Sunday, January 29, 2012
Of Houses and Dreams
Thursday, January 26, 2012
Checkpoints
Tuesday, January 10, 2012
Puzzling
Interestingly, there are some kinds of thinking that are almost never affected, the ones that involve tricky human/organizational problems. They seem engaging and the solutions that emerge are pretty consistent, no matter the outcome of the morning brain check. That they remain engaging when the puzzles come and go is somehow related to the root issues, it seems: on the long period where no puzzles of any sort were possible, it was as if they didn’t exist, as my eyes sort of glossed over them in the newspaper or wherever they appeared. It's like the comics, where I still cannot collide the words and pictures to interpret them. Michael still shows me ones he thinks are funny, and sometimes I get it, but my attention and interest are never drawn there without some external intervention. The puzzles draw my attention and I can (mostly) do them now. It’s all weird. The NYT has a story today about the strain on marriages after traumatic brain injury, and includes a couple where a brain tumor affected the husband's personality (not positively), so I approached my morning brain-check today with an extra dollop of gratitude. It’s all mysterious, and really, looking back at what it could have been, fairly miraculous.
I’m in the end game struggles of trying to figure out if this new book will work--or not--and revisiting all the self-doubt that goes with this phase. Another part of this phase, at least for me, is the strange phenomenon of waking up with lists of words that don’t appear in the manuscript. This happened the last time and it’s happening now, too. Here’s today’s list of words: asphalt, convertible, cupcake, arctic, bothersome, pestilential. It varies by day and I have no clue what this is about. It seems harmless enough, so mostly they appear and float on by. Sometimes, I try to make sentences that encompass all the words. Here’s today’s thought using them: if your cupcake is bothersome while driving the convertible, may the asphalt be smooth and may you not encounter anything pestilential; if you do, may the arctic winds solve the problem.
Or something. Back to book-wrestling.
p.s. has anyone mastered how blogger decides to format posts? I'd prefer a consistent size and font and spacing, and cannot figure out how to achieve that, in either the old or new structure. Frustrating! The font size that finally appears has no relation to what I choose and the spacing seems beyond my control. Insights welcome.
Thursday, January 5, 2012
Music! Reading!
In the quiet of the break, with commitments in the outside world reduced dramatically, both music and some fiction crept back into my life. The absence of a soundtrack in our lives has been one our our hardest long-term adaptations; I’ve been pretty much unable to take much aural load and still get things done since the surgery. It’s especially hard for Michael, as in many ways, he connects with the world through NPR and music. Over the break, though, the combination of continuing small improvements and (I conjecture) being at home without external stimuli, I affirmatively felt like listening to music for the first time in ages. That leap empowered me to take another stab at reading fiction, and while that didn’t produce as big a step forward, every tiny bit of progress there always feels disproportionately important.

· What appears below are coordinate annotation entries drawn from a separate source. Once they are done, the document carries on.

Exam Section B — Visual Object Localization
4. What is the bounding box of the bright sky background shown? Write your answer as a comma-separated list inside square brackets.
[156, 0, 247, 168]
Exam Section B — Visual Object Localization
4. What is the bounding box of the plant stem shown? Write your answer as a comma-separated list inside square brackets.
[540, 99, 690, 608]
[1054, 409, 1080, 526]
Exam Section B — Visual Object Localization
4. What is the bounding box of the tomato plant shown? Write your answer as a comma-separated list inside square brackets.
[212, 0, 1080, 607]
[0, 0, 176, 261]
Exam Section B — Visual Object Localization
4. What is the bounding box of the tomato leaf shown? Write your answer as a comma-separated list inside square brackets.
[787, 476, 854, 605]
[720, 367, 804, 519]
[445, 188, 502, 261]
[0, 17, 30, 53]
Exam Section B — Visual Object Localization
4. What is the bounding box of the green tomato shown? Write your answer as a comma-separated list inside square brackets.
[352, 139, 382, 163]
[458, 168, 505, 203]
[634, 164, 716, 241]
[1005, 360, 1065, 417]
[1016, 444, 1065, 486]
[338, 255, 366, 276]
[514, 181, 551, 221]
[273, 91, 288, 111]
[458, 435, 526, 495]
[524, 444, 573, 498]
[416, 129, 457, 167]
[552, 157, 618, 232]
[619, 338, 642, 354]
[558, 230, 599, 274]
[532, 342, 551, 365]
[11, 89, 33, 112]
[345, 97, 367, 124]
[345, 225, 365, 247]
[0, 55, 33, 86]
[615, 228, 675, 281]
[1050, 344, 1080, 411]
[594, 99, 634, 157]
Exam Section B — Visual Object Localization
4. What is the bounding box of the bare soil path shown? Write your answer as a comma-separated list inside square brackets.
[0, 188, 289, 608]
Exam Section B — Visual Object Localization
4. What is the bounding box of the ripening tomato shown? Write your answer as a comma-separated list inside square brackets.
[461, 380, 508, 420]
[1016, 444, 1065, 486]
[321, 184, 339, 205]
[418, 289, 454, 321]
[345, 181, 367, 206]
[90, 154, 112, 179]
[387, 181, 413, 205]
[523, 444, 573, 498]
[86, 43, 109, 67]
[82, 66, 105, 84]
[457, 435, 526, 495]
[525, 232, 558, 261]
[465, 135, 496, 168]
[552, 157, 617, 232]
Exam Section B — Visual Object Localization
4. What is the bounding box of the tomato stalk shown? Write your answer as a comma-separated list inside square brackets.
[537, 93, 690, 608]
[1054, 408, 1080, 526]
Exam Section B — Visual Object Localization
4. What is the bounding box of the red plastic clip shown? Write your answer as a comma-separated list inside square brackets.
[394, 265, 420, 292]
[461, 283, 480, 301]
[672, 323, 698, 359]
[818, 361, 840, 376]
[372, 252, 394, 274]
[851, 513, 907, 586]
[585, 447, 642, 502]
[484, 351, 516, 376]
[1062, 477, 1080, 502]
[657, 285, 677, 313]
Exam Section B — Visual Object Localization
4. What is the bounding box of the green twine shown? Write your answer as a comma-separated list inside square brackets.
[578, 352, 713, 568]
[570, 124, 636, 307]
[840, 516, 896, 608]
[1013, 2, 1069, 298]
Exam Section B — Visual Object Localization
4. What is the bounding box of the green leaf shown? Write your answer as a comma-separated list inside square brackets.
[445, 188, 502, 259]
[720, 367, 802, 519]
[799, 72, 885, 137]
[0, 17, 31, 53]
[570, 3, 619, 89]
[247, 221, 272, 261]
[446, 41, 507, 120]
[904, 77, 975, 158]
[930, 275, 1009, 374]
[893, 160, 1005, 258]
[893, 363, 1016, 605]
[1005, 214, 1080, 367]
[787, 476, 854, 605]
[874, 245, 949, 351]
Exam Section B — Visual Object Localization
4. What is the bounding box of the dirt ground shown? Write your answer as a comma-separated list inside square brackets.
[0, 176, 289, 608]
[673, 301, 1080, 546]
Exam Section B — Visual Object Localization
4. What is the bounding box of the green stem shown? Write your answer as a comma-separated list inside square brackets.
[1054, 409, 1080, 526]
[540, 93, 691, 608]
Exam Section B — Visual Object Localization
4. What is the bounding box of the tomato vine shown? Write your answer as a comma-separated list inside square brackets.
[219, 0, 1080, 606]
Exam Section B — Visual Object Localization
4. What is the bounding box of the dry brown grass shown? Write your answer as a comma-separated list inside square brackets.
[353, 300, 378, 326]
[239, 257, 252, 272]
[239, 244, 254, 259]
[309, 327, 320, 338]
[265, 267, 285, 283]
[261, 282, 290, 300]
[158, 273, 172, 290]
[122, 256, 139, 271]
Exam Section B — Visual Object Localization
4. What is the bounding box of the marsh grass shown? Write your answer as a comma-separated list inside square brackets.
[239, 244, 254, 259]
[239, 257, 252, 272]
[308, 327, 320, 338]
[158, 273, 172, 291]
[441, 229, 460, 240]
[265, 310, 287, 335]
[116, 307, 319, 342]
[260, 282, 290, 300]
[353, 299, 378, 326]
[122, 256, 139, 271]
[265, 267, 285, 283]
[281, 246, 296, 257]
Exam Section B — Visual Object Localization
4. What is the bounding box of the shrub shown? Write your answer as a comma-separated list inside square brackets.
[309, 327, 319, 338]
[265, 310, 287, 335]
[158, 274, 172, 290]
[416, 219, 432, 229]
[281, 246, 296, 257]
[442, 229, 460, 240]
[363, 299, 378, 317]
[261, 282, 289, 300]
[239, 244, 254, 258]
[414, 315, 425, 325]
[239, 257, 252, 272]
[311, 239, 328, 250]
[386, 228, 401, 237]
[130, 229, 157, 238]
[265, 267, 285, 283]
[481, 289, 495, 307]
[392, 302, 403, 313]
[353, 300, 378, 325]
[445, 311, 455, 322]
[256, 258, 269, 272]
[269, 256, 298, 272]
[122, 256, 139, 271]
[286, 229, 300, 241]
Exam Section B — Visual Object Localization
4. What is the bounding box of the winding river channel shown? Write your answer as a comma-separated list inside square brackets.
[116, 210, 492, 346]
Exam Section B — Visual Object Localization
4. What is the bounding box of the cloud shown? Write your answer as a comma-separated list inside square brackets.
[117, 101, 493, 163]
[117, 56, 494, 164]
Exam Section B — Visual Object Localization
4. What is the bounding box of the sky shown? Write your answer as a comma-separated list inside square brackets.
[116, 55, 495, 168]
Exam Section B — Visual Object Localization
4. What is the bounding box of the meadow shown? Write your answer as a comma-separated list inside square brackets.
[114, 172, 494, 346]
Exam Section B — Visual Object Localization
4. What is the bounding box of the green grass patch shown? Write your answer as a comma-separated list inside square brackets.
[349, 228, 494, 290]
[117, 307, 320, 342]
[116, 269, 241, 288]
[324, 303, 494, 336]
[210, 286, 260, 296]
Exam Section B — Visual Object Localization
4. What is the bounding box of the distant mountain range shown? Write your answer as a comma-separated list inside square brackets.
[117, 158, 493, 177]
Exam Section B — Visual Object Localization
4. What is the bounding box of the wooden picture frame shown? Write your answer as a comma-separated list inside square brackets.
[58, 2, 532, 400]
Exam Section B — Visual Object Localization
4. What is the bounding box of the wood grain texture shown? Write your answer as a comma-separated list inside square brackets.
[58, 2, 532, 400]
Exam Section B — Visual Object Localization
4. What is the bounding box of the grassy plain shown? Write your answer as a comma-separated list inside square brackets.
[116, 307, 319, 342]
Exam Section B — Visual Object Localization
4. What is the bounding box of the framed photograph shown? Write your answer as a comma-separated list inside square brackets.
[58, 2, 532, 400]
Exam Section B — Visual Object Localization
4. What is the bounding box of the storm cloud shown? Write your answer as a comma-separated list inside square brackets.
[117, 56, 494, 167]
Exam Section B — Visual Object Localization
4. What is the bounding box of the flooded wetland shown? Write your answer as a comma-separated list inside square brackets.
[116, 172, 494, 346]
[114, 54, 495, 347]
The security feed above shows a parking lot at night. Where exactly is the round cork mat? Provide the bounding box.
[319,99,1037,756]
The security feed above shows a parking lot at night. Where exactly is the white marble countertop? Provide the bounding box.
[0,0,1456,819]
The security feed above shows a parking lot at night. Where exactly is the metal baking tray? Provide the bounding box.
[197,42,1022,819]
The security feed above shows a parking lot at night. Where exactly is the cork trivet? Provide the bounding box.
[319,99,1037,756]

The music urge first surfaced doing puzzles with Shea, a traditional holiday activity. She always listens to something and has, in recent years, been characteristically generous in adapting to my inability to stay long in a room with much sound in it. This year, though, it just felt right to have music, and one thing led to another. Something must have been stirring around in the back recesses of my mind all along, as, in the oddity of the fact that I’d bought Michael five or six CDs for Christmas hadn’t struck any of us until we started listening together. It was a bonus gift for all of us.
As demands of external life pick up, the ability to pull that off is receding. But that’s ok with me--knowing the capacity is there, and it’s a matter of balance and how, not if, it’s possible is hugely encouraging. It is a nice way start to a new year. I hope yours has glimmers of promise and hope as well.